情報処理用磁気テープ及びテープ走行機構の生い立ち

 磁気テープは、1948年に情報処理用外部記憶装置(デジタル記録)に用いられるようになってから今日に至るまで最も長い歴史のある記憶装置です。

情報処理用外部記憶装置に磁気テープを最初に用いたのは、1948年にユニバック(UNIVAC)のユニサーボ(UNISERVO )Ⅰ型でした。当時の磁気テープは、録音用に用いられていたものと同じプラスティックベース上に磁粉を塗布した1/2インチ(12.7mm)幅、最長1200フィート(360m)のテープを今日まで用いられていた直径10.5インチ(約27cm)のリールに巻かれていました。

 テープへの情報記録は、縦に7トラック、長さ方向に100 cpi(Character Per Inch)の密度で、今日と同じく数千キャラクターのブロック単位で情報の記録をし、ブロックとブロックの間に数mmの空白領域(Inter Block Gap, IBG)を設けていました。

 この機種のテープ走行は、正方向走行用キャプスタンと逆方向走行用キャプスタンを持つピンチローラ方式が用いられていました。

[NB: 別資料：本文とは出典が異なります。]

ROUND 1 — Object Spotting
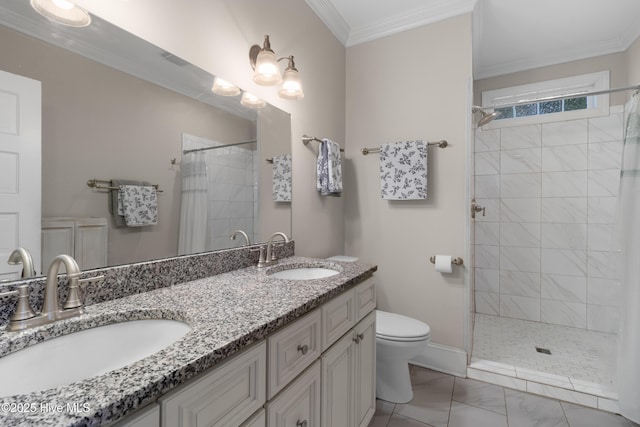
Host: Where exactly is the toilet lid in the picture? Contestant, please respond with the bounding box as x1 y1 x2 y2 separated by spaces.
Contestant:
376 310 431 341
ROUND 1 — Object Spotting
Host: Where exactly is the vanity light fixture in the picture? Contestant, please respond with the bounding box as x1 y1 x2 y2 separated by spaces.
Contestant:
240 91 267 108
249 35 304 100
31 0 91 27
211 77 240 96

 磁気テープ装置では、ブロックごとにテープの起動・停止をする必要がありますが、磁気テープへのデータ記録再生には、リード/ライト(R/W)ヘッドがブロックとブロックの間の非常に短い空間に停止する必要があり、慣性の小さいキャップスタンと慣性の大きなリールとの差によってテープに無理な力がかからないように緩衝機構が用いられています。初期の磁気テープ装置では記録密度やテープ走行速度が小さかったので、緩衝機構はテンションアーム方式が採用されていました。

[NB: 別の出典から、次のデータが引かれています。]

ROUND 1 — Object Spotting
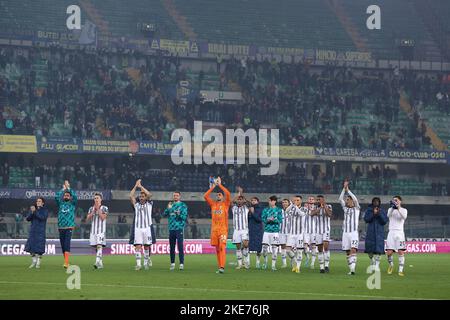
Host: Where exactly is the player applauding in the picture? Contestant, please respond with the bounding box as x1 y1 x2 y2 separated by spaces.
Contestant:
262 196 283 271
203 177 231 273
339 180 361 275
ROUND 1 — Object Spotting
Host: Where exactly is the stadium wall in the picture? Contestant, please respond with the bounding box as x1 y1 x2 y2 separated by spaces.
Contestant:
0 239 450 256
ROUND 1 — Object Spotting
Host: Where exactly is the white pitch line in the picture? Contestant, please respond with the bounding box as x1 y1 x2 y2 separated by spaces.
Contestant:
0 281 441 300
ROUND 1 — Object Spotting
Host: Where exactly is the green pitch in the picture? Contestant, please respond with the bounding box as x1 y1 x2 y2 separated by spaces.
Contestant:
0 253 450 300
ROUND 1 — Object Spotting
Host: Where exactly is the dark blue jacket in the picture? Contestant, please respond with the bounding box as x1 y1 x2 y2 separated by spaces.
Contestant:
364 204 388 254
248 204 264 252
25 207 48 255
128 199 156 244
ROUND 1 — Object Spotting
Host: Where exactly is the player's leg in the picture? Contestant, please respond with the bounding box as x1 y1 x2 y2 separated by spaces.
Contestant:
176 230 184 270
255 251 262 269
236 230 242 269
280 242 287 268
303 233 311 268
350 248 358 274
210 231 220 273
95 243 103 268
63 229 72 268
134 245 142 270
323 237 330 273
350 231 359 274
386 249 394 274
295 234 304 273
396 232 406 276
398 250 405 276
311 242 318 269
262 232 270 269
28 253 36 269
235 243 242 269
286 234 297 272
386 231 396 274
219 233 227 273
242 236 250 269
317 240 325 273
144 244 151 269
169 230 177 270
373 253 381 271
286 246 296 272
271 234 280 271
36 253 42 269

 1955年に開発された第2世代の磁気テープ装置ユニサーボ ⅡA型は、記録密度が250 cpiでテープ走行速度も100 ips (Inch Per Second)に上昇されたことから、テープ走行系が最近までオープンリール形磁気テープ装置に採用されていた「シングルキャプスタン方式」、緩衝機構も「バキュウムループボックス方式」が採用されるようになりました。

 当時のテープのベース素材では、起動・停止のストレスによってテープが変形する障害が多発したことから1/2インチの燐青銅テープに「ニッケルめっき」を施した磁気テープが出現しました。このメタルテープの出現によってテープ変形によるトラブルは解消しましたが、重量が重くテープ交換を頻繁に行うオペレータには不評でした。また、R/Wヘッド磨耗が激しいための対策としてR/Wヘッドとテープの間にアルミ箔テープを設けてR/Wヘッド磨耗を防いでいました。やがて磁気テープのベース素材にポリエステルテレフサレートが採用されるようになり起動・停止ストレスに耐えられるようになり、かつ、テープの厚さも薄くなったことからリールに巻かれるテープ長も2400フィート(720m)となりメタルテープは使われなくなりました。

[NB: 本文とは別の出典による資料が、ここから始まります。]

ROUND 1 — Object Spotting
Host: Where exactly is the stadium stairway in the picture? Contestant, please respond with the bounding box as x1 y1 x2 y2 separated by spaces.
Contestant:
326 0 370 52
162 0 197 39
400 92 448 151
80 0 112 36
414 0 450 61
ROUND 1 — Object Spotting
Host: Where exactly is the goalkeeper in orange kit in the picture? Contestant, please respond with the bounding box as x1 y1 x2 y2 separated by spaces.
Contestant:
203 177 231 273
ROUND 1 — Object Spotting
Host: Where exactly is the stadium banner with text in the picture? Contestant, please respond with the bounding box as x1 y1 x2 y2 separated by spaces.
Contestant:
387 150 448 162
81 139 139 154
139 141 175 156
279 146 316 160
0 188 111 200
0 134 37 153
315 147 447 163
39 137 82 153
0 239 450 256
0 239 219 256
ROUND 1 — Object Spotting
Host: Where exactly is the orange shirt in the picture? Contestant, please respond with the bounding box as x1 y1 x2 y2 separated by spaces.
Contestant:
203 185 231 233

 その後、磁気テープは、各社から様々な記録方式、記録密度が開発されたことから使用者の利便性を図る目的で1968年に情報処理部門の国際標準化機構であるISO/TC97/SC4に磁気テープの標準化作業部会のWGが設けられ磁気テープに関する標準化が検討されだしました。(磁気テープ部門は1972年にSC4/WGからSC11に独立した。)

 SC11委員会では、IBM社が開発した記録密度200cpi NRZ1記録方式を標準化することが決議され国際標準化されました。続いて9トラック800cpi NRZ1記録方式、1600cpi PE記録方式、6250cpi GCR記録方式を標準化してきました。また、情報処理用磁気テープは、長い間使用されてきたオープンリール方式から小型高密度化された各種カートリッジテープへと移り変わり、今日普及されつつあるLTOテープへと発展してきました。